The nearly worldwide business recession gave a shot in the arm to video conferencing in lieu of travel, as corporations cut down on travel expenses.
That is, demand for video conferencing will continue to grow, even when corporations can afford to travel again, said Bill Taylor, president of Panasonic Networks Company of the Americas.
"It's not necessarily all about travel costs," Taylor said in an interview here today at the Panasonic booth at the Consumer Electronics Show.
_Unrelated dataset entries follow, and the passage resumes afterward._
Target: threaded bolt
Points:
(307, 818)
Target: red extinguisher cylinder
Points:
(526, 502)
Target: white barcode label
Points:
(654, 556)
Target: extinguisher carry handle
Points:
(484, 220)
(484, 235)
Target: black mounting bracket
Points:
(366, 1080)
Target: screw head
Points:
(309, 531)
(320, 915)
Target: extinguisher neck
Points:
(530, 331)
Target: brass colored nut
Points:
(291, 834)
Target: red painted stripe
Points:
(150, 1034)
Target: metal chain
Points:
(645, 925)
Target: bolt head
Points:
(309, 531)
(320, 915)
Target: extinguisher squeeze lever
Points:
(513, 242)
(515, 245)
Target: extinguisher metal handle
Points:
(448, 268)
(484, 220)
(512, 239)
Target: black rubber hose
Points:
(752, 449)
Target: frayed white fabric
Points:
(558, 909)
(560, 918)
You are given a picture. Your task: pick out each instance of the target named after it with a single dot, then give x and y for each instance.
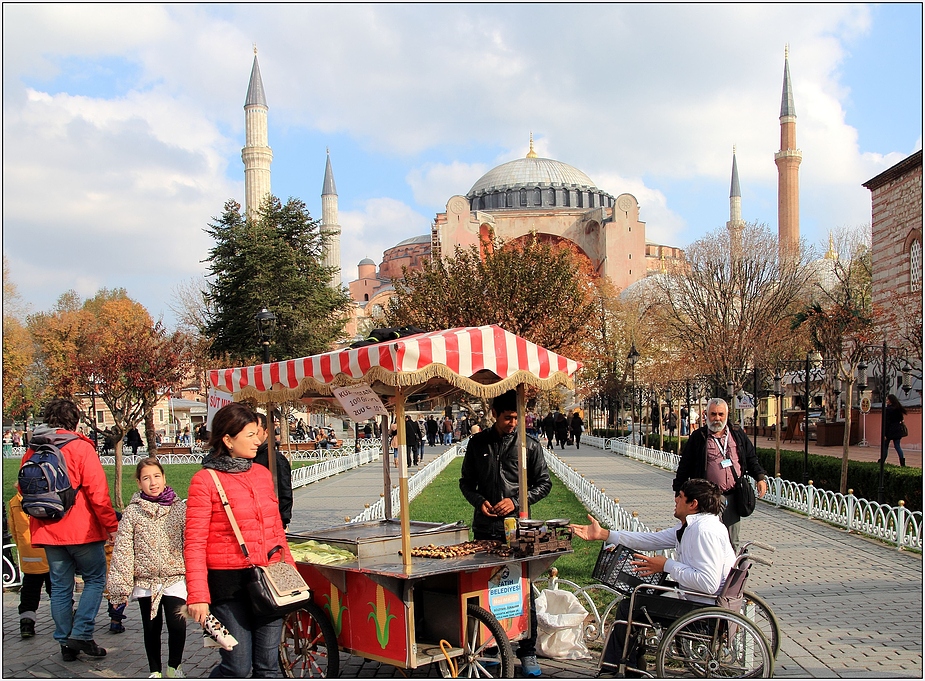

As a demonstration, Taylor conducted the interview via the new system from another location across town.
Taylor said the newest state of the art is so good that "visual communications" today is a much bigger field than simply setting up a business meeting where talking heads can speak to each other from two different locations.
"We are saying video conferencing, but really it's 'visual communications' where the market will continue to grow," he said.
For instance, additional uses include viewing computer files without losing sight of the people on the other end; potential remote-education opportunities; long-distance "virtual help desks" for retailers; trouble-shooting problems on a factory floor from other locations where designers or engineers are based; medical applications, where doctors need a detailed view of a patient or an image.
The new Panasonic system also has an advantage because its high-definition images are "scalable," Taylor said. That means the images can be magnified to a huge size without losing clarity. On the other hand, they can also be shown on smaller screens, which could save users money, he said.
To demonstrate, Panasonic showed a sharp image of an ordinary $5 bill, which was tremendously magnified on the screen. "We are more flexible, we are more scalable," Taylor said.